To help Governor Cuomo change how business is done, the 54 sitting senators who signed the NY Uprising pledge last fall must keep our promise and pass meaningful budget reform.
At 1:00 PM today, the Senate Finance Committee – the body through which bills must pass before coming to a full floor vote – will take up critical budget reforms originally introduced last year. Of the committee’s 34 members, 29 signed the NY Uprising pledge. And now, these members will have the opportunity to follow through on their commitment to pass common sense legislation which will:
- Task a 15-member Empire State Performance Commission with designing a performance based management and budgeting blueprint that will streamline government and end waste and fraud that has plagued programs and services (S413).
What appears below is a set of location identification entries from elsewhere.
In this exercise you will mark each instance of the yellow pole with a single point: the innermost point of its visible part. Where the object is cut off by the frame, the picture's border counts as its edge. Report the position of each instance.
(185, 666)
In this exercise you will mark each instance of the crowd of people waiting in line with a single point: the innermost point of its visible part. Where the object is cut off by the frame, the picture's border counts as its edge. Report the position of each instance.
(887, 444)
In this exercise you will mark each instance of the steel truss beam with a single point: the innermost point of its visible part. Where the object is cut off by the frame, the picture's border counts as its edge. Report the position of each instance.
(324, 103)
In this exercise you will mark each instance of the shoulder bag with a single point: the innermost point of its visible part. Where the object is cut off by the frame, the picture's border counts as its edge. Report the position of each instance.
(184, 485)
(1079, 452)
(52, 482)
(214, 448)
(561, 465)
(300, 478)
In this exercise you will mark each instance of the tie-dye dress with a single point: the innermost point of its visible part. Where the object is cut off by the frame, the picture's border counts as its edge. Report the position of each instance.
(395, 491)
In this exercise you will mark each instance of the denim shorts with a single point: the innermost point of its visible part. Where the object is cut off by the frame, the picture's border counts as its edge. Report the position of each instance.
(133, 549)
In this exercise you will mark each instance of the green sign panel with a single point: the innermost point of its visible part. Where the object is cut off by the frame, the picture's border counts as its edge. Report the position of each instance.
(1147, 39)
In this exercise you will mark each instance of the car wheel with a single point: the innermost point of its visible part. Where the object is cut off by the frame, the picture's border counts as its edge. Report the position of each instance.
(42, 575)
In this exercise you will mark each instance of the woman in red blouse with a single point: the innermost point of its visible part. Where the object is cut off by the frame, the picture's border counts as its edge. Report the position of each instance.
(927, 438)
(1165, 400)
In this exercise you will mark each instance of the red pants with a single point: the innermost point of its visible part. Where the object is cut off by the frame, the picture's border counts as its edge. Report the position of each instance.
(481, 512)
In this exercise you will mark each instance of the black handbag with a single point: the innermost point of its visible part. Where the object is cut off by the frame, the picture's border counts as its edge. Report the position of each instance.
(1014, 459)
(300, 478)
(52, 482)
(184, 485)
- Remove fiscal manipulations that have allowed for the distortion of State finances, by requiring both the Executive Budget proposal and Enacted Budget to be balanced according to Generally Accepted Accounting Principles (GAAP). This will end the practice of balancing the budget on a “Cash Basis,” which blurs the State’s actual fiscal reality by only looking at what money the State has “in pocket” at a given time, while ignoring the money it owes (which is often a large sum). GAAP Budgeting will “fundamentally realign recurring spending with recurring revenue to restore the State’s fiscal health” as recommended in a recent report by the state Comptroller (S414).
- End New York’s status as the only state with a budget date prior to the federal tax collection date. Currently, the State balances the budget based on assumptions, rather than on hard numbers. Shifting the start of the fiscal year to June 1 will allow for proper fiscal planning (S418).
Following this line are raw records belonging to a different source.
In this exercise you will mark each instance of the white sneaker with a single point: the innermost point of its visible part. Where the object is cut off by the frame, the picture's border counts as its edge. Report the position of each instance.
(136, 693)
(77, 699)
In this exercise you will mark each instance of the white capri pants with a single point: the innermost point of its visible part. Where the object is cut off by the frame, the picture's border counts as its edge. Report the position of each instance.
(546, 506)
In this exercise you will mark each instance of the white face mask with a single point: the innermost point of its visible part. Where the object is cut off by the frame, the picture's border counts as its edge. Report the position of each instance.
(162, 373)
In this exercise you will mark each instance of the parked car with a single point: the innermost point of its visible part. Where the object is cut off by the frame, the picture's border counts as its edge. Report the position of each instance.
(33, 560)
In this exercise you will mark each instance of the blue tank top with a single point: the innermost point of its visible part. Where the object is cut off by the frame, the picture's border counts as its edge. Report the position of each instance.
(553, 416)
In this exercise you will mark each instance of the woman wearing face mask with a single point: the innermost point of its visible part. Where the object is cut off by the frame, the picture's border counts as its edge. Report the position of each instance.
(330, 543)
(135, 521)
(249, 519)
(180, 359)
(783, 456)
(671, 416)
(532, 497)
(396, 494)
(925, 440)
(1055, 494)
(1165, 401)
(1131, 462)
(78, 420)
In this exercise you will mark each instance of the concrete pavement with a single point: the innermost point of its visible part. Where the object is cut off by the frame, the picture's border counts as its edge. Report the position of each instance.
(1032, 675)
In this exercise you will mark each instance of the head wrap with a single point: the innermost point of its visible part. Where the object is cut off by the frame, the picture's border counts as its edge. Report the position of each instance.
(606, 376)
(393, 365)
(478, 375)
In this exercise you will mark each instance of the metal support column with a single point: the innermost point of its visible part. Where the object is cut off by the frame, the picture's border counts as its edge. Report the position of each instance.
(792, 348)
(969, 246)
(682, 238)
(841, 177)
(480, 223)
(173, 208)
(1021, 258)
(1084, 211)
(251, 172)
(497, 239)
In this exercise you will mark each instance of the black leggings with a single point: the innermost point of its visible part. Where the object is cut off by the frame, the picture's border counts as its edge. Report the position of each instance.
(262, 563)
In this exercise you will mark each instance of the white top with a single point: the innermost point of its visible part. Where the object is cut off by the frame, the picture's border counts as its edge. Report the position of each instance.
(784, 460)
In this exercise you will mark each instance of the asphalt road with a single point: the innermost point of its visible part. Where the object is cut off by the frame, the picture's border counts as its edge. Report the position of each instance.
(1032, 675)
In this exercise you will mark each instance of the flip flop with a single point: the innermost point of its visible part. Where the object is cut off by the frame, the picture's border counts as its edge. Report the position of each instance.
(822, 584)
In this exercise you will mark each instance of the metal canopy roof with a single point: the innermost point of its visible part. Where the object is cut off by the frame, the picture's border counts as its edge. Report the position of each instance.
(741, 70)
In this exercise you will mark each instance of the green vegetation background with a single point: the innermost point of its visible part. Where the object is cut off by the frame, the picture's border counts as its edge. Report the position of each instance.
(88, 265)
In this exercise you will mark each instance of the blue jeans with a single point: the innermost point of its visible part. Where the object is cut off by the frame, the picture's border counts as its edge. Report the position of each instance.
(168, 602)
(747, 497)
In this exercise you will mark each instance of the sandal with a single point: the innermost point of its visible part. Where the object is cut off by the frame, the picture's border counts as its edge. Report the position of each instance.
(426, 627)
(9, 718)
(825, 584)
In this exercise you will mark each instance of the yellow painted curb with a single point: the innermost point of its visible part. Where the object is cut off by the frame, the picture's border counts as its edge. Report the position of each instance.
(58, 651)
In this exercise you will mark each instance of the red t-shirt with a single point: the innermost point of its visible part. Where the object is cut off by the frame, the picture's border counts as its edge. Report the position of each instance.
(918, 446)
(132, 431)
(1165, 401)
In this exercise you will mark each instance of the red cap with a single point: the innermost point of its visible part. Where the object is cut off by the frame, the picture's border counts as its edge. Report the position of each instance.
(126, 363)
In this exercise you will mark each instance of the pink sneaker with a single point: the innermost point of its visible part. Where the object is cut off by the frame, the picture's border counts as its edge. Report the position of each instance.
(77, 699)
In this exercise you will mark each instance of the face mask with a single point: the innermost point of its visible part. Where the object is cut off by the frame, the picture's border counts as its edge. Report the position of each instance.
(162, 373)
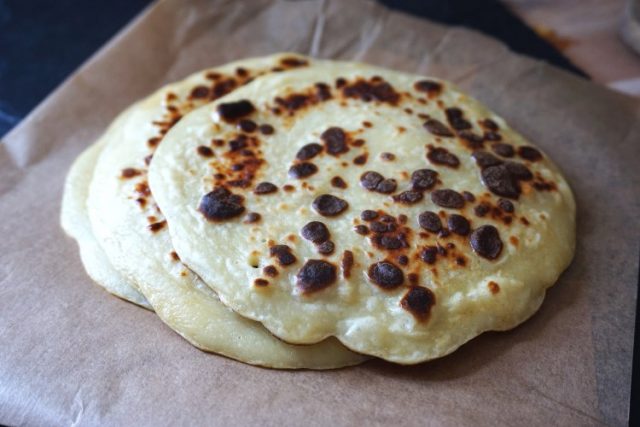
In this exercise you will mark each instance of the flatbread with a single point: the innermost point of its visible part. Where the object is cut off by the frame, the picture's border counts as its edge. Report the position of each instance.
(75, 222)
(394, 212)
(132, 232)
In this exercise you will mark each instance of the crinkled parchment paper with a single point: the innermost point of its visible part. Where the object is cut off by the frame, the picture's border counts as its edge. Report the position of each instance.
(72, 354)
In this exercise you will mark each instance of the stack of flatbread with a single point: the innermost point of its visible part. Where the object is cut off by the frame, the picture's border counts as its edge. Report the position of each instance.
(293, 213)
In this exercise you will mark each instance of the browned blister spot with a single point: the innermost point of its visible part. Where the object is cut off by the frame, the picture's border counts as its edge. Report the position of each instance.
(265, 188)
(418, 301)
(153, 142)
(338, 182)
(233, 111)
(335, 141)
(309, 151)
(315, 275)
(261, 283)
(142, 188)
(423, 179)
(494, 288)
(266, 129)
(270, 271)
(252, 218)
(361, 229)
(204, 151)
(157, 226)
(408, 197)
(361, 159)
(386, 275)
(430, 87)
(130, 173)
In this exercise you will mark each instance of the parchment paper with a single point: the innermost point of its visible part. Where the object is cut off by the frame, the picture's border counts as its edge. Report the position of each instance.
(73, 355)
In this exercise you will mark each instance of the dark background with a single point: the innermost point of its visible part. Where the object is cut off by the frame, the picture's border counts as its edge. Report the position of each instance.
(42, 42)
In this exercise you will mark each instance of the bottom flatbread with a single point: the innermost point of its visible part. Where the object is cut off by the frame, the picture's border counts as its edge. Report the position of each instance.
(75, 222)
(193, 311)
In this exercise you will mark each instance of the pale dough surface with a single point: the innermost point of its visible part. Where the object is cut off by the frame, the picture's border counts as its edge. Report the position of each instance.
(120, 208)
(75, 221)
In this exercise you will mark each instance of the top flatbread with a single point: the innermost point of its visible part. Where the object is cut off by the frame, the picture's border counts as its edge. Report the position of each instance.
(395, 212)
(131, 230)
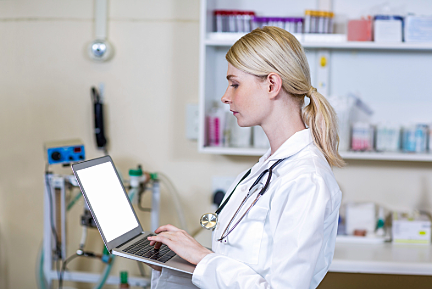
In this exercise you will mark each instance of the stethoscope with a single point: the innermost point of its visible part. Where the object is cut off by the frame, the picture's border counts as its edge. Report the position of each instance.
(209, 221)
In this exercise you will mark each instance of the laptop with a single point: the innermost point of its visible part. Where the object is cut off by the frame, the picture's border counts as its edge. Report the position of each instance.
(116, 219)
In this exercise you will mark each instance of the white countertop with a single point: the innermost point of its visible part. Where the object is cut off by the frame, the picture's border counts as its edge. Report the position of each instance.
(403, 259)
(384, 258)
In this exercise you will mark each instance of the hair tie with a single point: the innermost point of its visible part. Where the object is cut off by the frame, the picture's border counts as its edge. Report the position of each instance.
(311, 90)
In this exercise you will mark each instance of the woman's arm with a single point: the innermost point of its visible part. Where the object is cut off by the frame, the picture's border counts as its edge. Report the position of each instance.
(298, 216)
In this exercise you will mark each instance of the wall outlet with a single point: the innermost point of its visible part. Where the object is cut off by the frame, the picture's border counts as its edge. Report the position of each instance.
(222, 183)
(192, 121)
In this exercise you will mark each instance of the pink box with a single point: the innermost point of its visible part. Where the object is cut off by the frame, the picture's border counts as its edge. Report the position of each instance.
(360, 30)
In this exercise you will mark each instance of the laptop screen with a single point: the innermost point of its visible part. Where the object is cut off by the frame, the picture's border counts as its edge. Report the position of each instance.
(108, 200)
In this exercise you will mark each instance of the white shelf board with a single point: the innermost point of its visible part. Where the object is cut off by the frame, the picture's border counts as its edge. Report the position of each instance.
(233, 151)
(383, 156)
(228, 39)
(382, 259)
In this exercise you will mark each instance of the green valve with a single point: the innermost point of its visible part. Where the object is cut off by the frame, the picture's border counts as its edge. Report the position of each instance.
(136, 172)
(123, 277)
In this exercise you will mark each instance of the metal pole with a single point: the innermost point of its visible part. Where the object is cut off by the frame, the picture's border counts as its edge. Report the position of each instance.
(155, 205)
Earlier this session, Senate Democrats fought to bring Governor Cuomo’s independent redistricting legislation to a vote. And two weeks ago, Senators Daniel Squadron, Gustavo Rivera and I submitted petitions to force action on ethics reform, in particular, legislation which would strip convicted politicians of their pensions and increase oversight of the Legislature. To date, the Republican Majority has systematically broken their pledge.
However, ever the optimist, I am hopeful my colleagues from both sides of the aisle will keep their promise, starting today, and enact meaningful budget reform.